The default_s3_location sets the default S3 path where EMR Studio stores workspace files and notebook outputs. Provide a path that includes a prefix, for example "s3://my-bucket/studio-workspaces". The S3 bucket should block public access and use server-side encryption. The full example creates a suitable bucket:
module "s3_bucket" {
  source  = "terraform-aws-modules/s3-bucket/aws"
  version = "~> 5.0"

  bucket_prefix = "${local.name}-"
  force_destroy = true

  attach_deny_insecure_transport_policy = true
  attach_require_latest_tls_policy      = true

  block_public_acls       = true
  block_public_policy     = true
  ignore_public_acls      = true
  restrict_public_buckets = true

  server_side_encryption_configuration = {
    rule = {
      apply_server_side_encryption_by_default = {
        sse_algorithm = "AES256"
      }
    }
  }
}

Session mappings

Session mappings control which IAM Identity Center users or groups can access the studio and what permissions they have.
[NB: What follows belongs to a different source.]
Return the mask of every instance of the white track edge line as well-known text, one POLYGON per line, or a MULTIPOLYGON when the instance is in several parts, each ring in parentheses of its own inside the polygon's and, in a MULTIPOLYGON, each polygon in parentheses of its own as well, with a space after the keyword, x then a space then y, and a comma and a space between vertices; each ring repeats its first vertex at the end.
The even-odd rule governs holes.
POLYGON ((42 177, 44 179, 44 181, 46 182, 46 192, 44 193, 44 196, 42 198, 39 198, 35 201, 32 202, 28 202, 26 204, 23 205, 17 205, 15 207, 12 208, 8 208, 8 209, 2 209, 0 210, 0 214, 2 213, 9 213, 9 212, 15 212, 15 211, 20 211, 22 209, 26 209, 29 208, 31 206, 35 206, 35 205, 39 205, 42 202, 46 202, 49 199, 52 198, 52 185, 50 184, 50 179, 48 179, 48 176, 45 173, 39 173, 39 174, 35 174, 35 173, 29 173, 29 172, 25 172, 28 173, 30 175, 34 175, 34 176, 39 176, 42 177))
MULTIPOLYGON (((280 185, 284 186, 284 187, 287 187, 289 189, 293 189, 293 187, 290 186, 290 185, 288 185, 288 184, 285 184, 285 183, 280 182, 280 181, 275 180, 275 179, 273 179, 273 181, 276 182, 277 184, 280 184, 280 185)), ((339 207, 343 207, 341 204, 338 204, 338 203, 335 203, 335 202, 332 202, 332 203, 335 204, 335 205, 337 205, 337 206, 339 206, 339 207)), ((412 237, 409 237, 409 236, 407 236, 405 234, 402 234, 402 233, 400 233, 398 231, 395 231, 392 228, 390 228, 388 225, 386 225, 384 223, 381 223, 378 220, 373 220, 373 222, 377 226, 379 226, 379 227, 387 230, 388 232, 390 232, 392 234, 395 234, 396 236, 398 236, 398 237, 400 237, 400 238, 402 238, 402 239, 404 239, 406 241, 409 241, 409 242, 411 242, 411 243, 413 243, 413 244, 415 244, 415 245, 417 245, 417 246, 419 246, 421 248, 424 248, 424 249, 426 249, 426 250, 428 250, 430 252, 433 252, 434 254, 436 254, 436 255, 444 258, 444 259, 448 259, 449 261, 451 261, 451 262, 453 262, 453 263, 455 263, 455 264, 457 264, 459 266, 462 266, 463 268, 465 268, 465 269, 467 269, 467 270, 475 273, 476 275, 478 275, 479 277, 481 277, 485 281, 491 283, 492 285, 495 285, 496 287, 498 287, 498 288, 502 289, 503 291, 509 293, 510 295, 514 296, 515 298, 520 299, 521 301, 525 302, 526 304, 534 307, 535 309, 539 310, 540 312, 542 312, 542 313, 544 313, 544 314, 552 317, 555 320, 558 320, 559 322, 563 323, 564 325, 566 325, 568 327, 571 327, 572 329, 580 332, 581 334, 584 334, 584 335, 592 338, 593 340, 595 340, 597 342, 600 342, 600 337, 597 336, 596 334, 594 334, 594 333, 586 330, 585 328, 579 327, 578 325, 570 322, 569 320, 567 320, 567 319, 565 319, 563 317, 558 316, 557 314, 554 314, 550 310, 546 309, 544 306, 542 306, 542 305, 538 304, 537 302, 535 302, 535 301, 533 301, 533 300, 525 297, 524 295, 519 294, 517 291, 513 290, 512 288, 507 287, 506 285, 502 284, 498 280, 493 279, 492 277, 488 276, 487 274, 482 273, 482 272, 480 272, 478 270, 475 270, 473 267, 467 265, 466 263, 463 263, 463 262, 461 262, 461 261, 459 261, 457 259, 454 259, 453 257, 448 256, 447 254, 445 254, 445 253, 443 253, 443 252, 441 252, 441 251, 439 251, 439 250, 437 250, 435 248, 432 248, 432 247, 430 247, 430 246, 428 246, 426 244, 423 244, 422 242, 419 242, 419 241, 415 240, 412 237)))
Each mapping entry specifies an identity_type (USER or GROUP) and the corresponding identity_id from the IAM Identity Center identity store:
session_mappings = {
  admin_group = {
    identity_type = "GROUP"
    identity_id   = data.aws_identitystore_group.this.group_id
  }
  # Add additional user or group mappings as needed
}
Session mappings are only applicable when auth_mode = "SSO". They are ignored for IAM authentication mode.